I had agreed at the last minute to speak at a Eagle Scout Board of Honor where two of the five or six of they young men who had advanced to that rank had died in the wreck.
I told the Scouts in attendance that they would have to accomplish more in place of the two who were killed in the crash.
I cried on the drive to Crystal Lake restaurant 1776, where my fundraiser was taking place.
After the accident, residents and parents argued for passage of a law to lower the speed limit to 50 miles per hour.
Police Chief Robert Polston was with an Illinois Department of Transportation Signal Engineer, there as a result of complaints about the intersection.
Metra argued that had the speed been at 50 MPH, nothing would have changed.
Only after attending a rally at the Crystal Lake Holiday Inn, did I agree to sponsor the bill.
Somehow I got it out of the House Committee.
House Speaker Lee Daniels allowed me to know what day I could call the bill, which I conveyed to the Fox River Grove officials.
Before the vote, Daniels, whose side job was working in Metra President Jeff Ladd’s law firm, had instructed his floor leaders to lobby against the bill.
State Rep. Art Tenhouse came to my desk to tell me of Daniel’s instructions, but let me know that he was not trying to be persuasive.

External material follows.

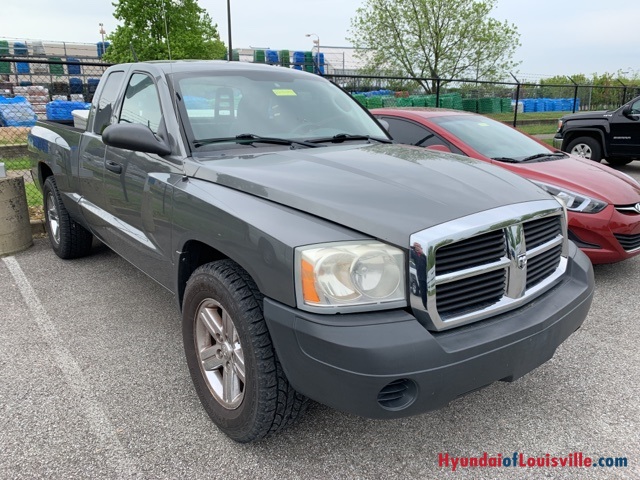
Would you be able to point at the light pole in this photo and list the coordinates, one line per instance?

As the parents, Village President Bill Yocius, Trustee Mary Murren and others from the village stood in the center balcony of the chambers, I worked the floor.
I remember kneeling between to two women Democrats who were voting “No.”
They gave me Metra’s argument that lowing the speed to 50 MPH on express trains would not have made any difference.
My reply was that the parents needed passage as part of their grieving process.
They changed their votes.
And the bill passed.
At that point momentum was such that my State Senator Dick Klemm had to get it through his chamber.
He added an amendment to make the speed limit reduction temporary, which I little choice but to move for concurrence.